Genetic engineering to improve biotic stress tolerance in plants

Abstract

Genetic engineering of plants for resistance is an effective method to counter pathogens and pests owing to the specificity and efficiency of the technology. The genes that have been used to genetically engineer resistance are as diverse as the diseases they act against. In cases where gene-for-gene resistance coded by resistance (R) genes exists, engineering resistance in plants becomes a straight path. Different classes of R genes have been engineered to provide resistance against viruses, bacteria, filamentous phytopathogens, and nematodes. Where the resistance mechanism is not R gene mediated, myriad of other mechanisms have been tried. These include the use of genes coding for antimicrobial compounds against bacterial and filamentous pathogens. The cloning of transcription factors, receptor genes, proteases, and genes involved in the systemic acquired resistance (SAR) has also been found to be effective. RNA silencing against specific genes involved in pathogenicity has proved to be an efficacious strategy against viruses and nematodes. Posttranscriptional silencing of genes coding for viral coat proteins has been successful, both scientifically and commercially.
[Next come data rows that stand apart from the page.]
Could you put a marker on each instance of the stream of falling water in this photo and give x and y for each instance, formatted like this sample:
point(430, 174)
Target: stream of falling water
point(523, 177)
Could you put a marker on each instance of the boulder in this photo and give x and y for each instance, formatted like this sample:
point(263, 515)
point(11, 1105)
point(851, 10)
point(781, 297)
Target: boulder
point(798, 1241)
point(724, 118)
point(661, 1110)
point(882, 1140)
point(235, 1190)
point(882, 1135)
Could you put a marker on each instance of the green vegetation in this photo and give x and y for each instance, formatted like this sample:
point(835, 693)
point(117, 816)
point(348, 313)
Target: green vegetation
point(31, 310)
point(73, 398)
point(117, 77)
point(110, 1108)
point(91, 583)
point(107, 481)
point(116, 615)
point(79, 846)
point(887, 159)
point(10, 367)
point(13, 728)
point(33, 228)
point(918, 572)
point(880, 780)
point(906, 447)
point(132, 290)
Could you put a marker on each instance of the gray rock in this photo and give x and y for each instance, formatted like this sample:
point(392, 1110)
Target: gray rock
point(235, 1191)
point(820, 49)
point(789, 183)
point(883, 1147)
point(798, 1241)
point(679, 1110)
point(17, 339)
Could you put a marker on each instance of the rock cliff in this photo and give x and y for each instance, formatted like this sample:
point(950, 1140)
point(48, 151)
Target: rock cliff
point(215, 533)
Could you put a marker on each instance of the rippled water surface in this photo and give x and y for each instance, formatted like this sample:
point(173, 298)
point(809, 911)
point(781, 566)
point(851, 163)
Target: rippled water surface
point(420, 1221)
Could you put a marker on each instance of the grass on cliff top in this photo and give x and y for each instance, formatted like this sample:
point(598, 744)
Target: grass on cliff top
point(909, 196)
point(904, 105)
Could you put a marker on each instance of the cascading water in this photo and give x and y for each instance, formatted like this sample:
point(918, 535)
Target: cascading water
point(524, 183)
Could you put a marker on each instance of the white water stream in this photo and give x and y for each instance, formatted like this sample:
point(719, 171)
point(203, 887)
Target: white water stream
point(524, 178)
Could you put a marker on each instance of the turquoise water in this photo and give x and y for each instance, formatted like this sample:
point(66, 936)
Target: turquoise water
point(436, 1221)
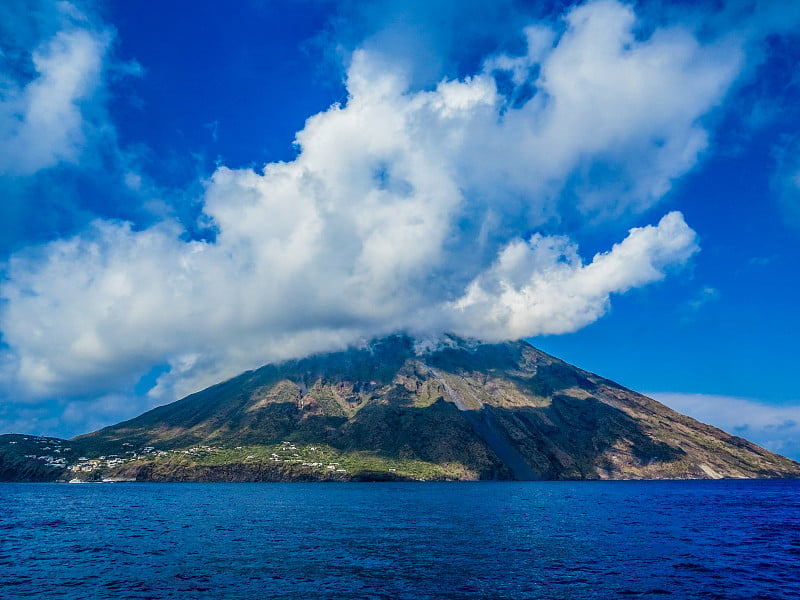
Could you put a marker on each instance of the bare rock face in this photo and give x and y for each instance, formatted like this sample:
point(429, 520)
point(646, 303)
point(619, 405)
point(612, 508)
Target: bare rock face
point(393, 411)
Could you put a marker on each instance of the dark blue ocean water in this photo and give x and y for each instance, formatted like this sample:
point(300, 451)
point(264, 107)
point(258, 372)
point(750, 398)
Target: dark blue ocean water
point(723, 539)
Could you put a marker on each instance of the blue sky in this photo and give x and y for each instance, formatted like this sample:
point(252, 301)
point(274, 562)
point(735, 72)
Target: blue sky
point(189, 191)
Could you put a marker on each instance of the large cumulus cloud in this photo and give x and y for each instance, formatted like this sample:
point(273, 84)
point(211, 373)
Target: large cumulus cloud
point(425, 210)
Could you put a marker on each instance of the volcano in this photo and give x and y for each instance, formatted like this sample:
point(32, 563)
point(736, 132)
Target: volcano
point(396, 409)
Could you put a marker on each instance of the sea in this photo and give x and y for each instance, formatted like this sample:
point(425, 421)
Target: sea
point(670, 539)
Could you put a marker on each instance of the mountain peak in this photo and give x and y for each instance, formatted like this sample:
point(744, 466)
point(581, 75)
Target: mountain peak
point(404, 408)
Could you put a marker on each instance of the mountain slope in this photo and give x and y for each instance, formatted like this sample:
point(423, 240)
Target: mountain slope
point(460, 411)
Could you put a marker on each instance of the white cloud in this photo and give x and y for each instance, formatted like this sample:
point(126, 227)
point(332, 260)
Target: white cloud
point(542, 287)
point(775, 427)
point(403, 210)
point(45, 120)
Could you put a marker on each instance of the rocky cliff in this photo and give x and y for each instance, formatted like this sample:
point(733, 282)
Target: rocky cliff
point(393, 410)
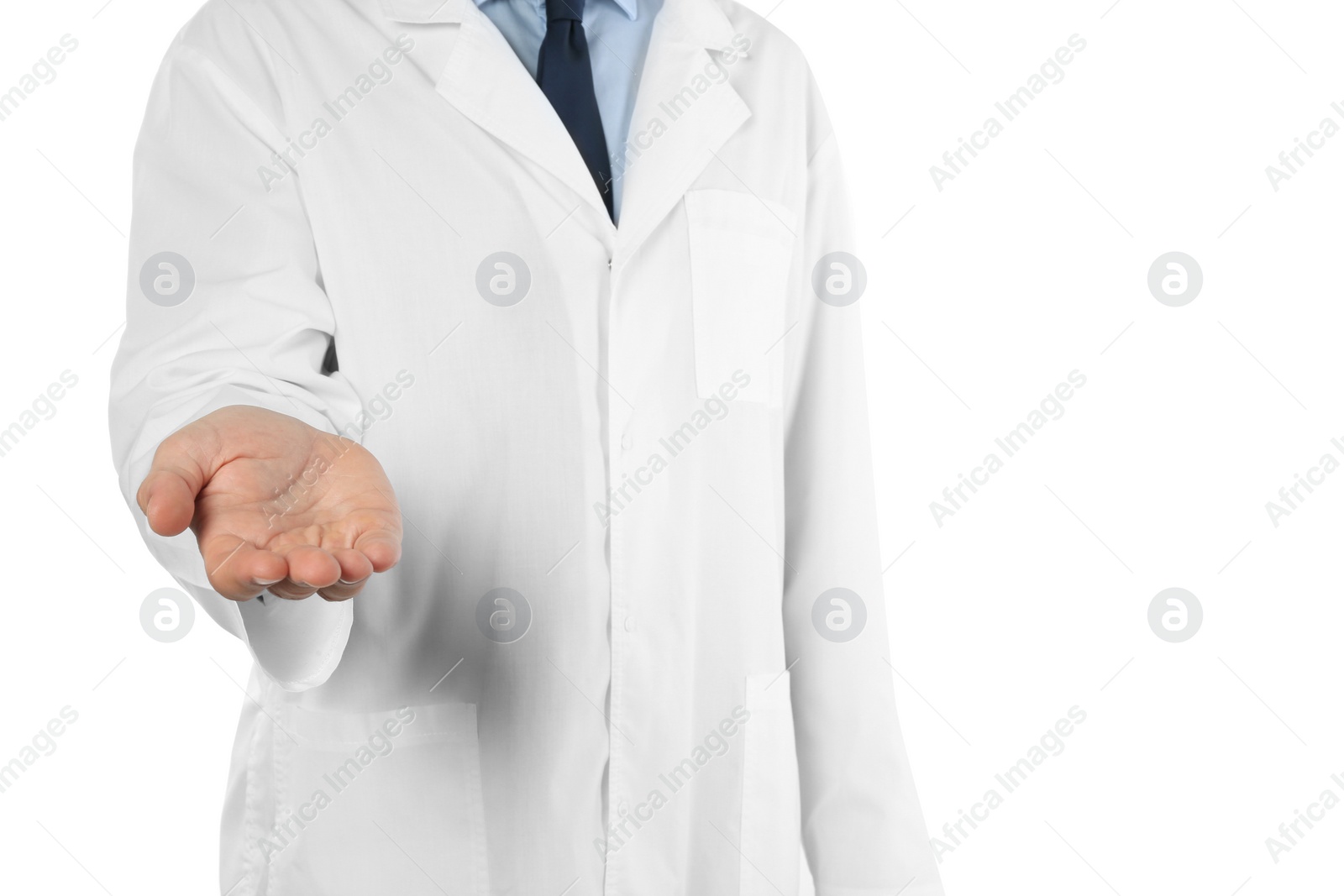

The most extensively used technology till date has been the introduction of cry genes from the bacterium Bacillus thuringiensis into plants to render them resistant against insect pests. Advances in molecular biology have paved the way for new strategies, the phenomenon of host-induced gene silencing (HIGS) being an interesting example. Amidst all the hue and cry raised against genetic modification of crops, it is necessary to highlight the scientific principles involved so as to make full use of a technology that could very well solve the problem of food shortage.